Wikipedia defines customer service as the provision of service to customers before, during, and after a purchase. What makes one a customer? Buying a product or service from a business, whether it’s from a globally recognised brand or a small start up. Building a good relationship with a customer — which can come in the form of support, assistance, incentives, enquiries or whatever is ethically deemed necessary — is important for the brand’s marketing and sales.
Imagine this scenario: you buy an appliance from an electronic brand and a week later, the appliance stops working optimally. Calling the brand’s customer care line, while it’s the first thing you can do in the meantime, puts you through an unsavoury process that leaves you feeling dissatisfied. Since the objective of starting businesses is to make profits, customer service can’t be severed from marketing strategies.
By creating an experience that is easy and enjoyable for customers — and even prospective customers — brands ensure that they are satisfied which makes it more likely for them to make repeat purchases. While customer service brings to mind phone support agents, it has become much broader in scope in today’s world. Customer service representatives answer questions through phone, email, webchat, text message, social media messaging, and even in person.
These days, automated self-service systems are becoming increasingly common, allowing customers to resolve simple issues that they may experience independently. This comes with the added benefit of being available 24 hours a day without waiting for a customer service agent. However, most businesses still provide the option for customers to speak with a personnel for more advanced problems.
Customer service is more than just providing solutions to customer issues. Many businesses create personalized definitions to customer service that align with their philosophy and values. It is important to determine what type of customer support you want to provide and develop an action plan to make it successful.
Considering the competitive nature of the marketplace, modern brands are putting a focus on customer retention more than ever before. This is because it is easier and cost-effective to keep existing customers than attract new ones to purchase a product or service.
Nonetheless, customer service as it relates to brand reputation is a lot more complicated and nuanced. Many factors play into why people may forgo (terrible) customer service. For example, if a brand makes unrivalled, authentic, and quality products and it has garnered goodwill over the years, it may still continue to foster loyalty because customers have no other options in the market.
Brands are often aware of their market constitution, whether it is by age, size, occupation, education and so on. Those who push products in low-literacy or educationally disadvantaged areas may not see the need to install customer support into their services because of the barrier of literacy. This is why to integrate this segment of the consumer market on account of making accumulative revenue, brands navigate literacy issues by introducing local languages in their customer service.
What The Streets Are Saying
Engaging our national focus group, 85.7% of respondents said that customer service is important to them while 14.3% don’t see the need for it. This isn’t a surprising revelation as we have stated before how the provision of customer service by brands fosters a good relationship with customers.

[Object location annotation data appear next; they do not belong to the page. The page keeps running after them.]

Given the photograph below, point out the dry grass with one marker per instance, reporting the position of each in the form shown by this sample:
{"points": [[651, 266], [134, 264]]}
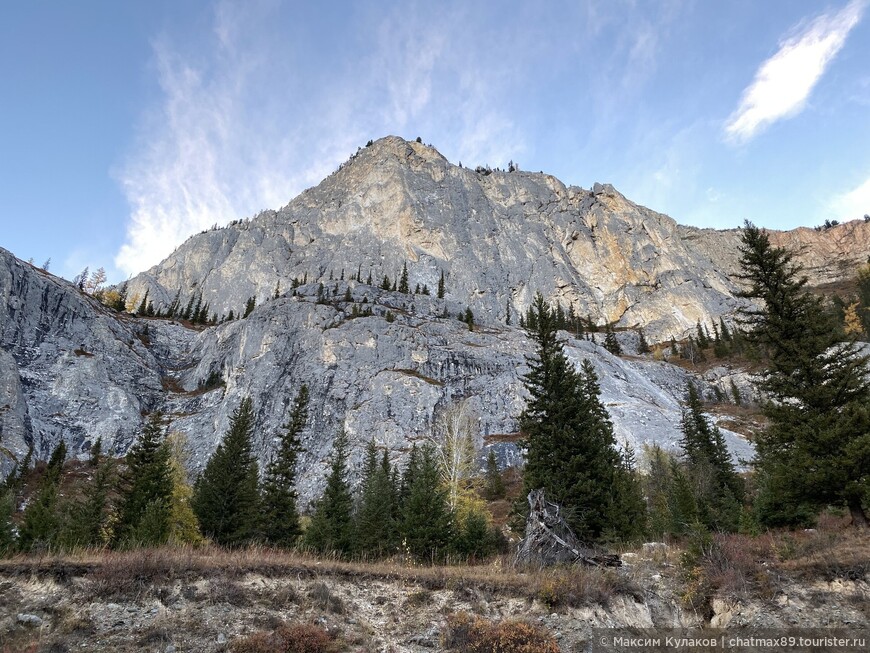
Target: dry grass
{"points": [[740, 566], [140, 573], [469, 634], [296, 638]]}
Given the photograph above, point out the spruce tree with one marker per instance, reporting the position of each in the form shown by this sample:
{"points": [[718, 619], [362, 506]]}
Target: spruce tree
{"points": [[146, 487], [718, 489], [403, 282], [250, 305], [225, 496], [816, 449], [41, 523], [703, 341], [611, 344], [426, 520], [183, 524], [375, 515], [331, 528], [7, 526], [87, 521], [571, 450], [642, 344], [494, 483], [280, 517]]}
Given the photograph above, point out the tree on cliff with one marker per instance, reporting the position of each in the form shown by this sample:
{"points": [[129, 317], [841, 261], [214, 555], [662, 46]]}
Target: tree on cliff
{"points": [[571, 449], [816, 450], [225, 496], [280, 517]]}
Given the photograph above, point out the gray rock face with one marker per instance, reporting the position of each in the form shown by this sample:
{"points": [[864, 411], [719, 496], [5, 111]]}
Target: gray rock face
{"points": [[387, 380], [498, 238], [68, 367]]}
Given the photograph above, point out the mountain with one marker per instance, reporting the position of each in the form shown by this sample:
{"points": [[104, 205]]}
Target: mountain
{"points": [[71, 368], [498, 237]]}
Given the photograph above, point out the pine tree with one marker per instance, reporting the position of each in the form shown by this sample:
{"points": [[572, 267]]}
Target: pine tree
{"points": [[143, 306], [611, 344], [7, 526], [225, 496], [375, 516], [280, 517], [718, 488], [642, 344], [427, 524], [86, 521], [331, 528], [571, 450], [183, 524], [494, 483], [468, 318], [403, 283], [815, 449], [250, 305], [146, 488], [703, 341], [41, 523]]}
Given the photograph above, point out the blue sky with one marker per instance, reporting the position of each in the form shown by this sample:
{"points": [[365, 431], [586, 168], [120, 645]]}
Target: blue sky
{"points": [[127, 126]]}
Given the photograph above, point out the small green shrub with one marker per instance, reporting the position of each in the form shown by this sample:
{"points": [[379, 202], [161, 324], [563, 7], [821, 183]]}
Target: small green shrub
{"points": [[469, 634]]}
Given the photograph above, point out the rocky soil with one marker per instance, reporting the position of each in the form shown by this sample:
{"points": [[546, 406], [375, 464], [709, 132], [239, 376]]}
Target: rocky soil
{"points": [[165, 605]]}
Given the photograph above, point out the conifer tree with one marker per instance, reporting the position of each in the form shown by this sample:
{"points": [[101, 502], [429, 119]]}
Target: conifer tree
{"points": [[816, 449], [225, 496], [331, 528], [280, 517], [143, 306], [717, 487], [703, 341], [86, 521], [183, 524], [7, 526], [250, 305], [494, 483], [642, 344], [571, 450], [375, 515], [468, 318], [611, 344], [403, 282], [426, 520], [146, 488], [40, 523], [120, 303]]}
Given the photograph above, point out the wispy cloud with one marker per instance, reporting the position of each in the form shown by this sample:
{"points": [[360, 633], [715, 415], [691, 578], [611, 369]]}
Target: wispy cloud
{"points": [[853, 203], [255, 118], [784, 82]]}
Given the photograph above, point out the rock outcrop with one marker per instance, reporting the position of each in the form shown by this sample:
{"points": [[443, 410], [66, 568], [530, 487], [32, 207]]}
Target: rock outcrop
{"points": [[499, 237], [548, 539], [71, 369], [76, 371]]}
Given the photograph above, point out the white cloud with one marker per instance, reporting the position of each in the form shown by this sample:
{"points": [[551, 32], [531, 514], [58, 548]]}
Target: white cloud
{"points": [[854, 203], [255, 117], [784, 82]]}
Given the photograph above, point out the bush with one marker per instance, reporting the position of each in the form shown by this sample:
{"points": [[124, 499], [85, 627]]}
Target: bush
{"points": [[467, 634], [296, 638]]}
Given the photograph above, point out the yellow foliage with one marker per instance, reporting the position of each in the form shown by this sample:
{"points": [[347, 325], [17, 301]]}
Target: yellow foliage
{"points": [[852, 321], [183, 525]]}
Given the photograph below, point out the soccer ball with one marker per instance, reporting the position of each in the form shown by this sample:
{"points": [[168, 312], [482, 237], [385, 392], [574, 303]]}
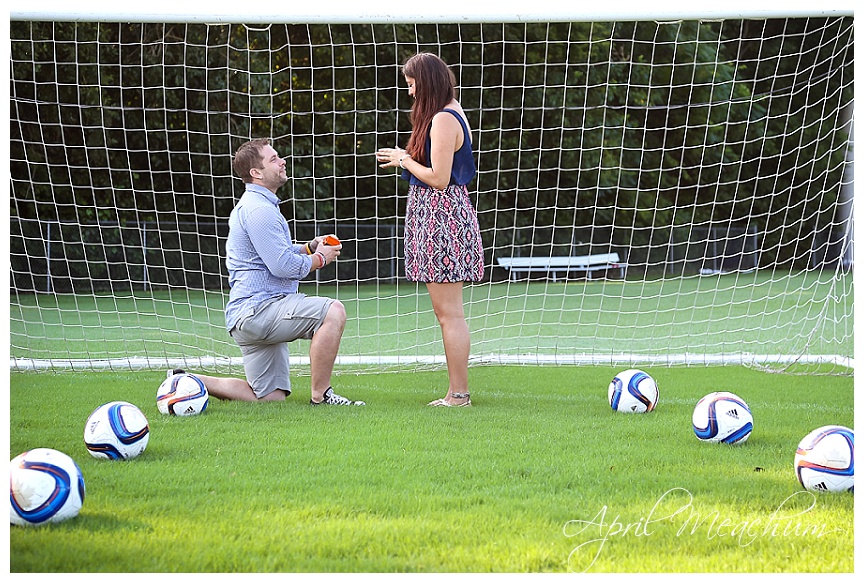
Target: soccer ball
{"points": [[182, 395], [633, 391], [825, 460], [116, 431], [722, 417], [45, 485]]}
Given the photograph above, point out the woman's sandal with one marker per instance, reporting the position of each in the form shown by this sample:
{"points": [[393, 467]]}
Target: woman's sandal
{"points": [[445, 403]]}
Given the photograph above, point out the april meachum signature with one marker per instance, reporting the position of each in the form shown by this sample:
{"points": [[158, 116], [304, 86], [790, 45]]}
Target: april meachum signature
{"points": [[678, 503]]}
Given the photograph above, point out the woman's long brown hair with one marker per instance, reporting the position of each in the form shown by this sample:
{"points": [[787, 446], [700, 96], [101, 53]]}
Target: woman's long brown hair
{"points": [[434, 88]]}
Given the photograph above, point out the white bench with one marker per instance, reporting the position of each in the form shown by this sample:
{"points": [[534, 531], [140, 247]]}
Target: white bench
{"points": [[554, 265]]}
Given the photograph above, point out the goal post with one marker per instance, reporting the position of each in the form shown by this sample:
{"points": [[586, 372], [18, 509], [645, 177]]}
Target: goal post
{"points": [[704, 155]]}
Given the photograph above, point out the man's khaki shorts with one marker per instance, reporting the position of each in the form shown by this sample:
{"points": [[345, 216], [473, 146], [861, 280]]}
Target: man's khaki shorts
{"points": [[263, 338]]}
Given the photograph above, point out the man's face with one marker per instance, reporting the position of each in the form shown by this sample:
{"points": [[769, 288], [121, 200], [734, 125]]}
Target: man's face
{"points": [[272, 173]]}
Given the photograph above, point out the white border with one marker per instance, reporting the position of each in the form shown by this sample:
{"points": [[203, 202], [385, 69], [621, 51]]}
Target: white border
{"points": [[440, 11]]}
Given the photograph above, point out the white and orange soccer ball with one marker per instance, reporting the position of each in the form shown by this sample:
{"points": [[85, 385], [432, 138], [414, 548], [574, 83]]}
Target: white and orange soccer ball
{"points": [[825, 460]]}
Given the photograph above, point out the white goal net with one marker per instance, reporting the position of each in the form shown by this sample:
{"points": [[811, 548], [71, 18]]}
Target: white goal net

Where the upset comes is the discovery that 66.7% of respondents would still buy a good product even if their customer service is ‘terrible’. The remaining 33.3% of respondents said they would discontinue their patronage. When asked about their definition of a good product, the responses varied:
“That it satisfies my need fully at the point of need.”
“It should be accessible and fit the price I can pay.”
“It should have a nice design, I should able to use it properly.’’
“When people like it.”
“A good product is just a good product. It fits everything the customer wants.”
“I’ll say when it’s cheap, but I still look good using the product.”
“I’m okay with it as long as I like it.’’
“It’s colourful, cheap, and has excellent marketing.”
While brands are trying to provide their customers with great support systems to enrich product experience, training employees to treat customers how they want to be treated and creating easy and convenient communication channels, which is all good in the long run, a set of interacting forces (as we have highlighted above) can still leave customers patronizing a brand despite unsatisfactory customer service.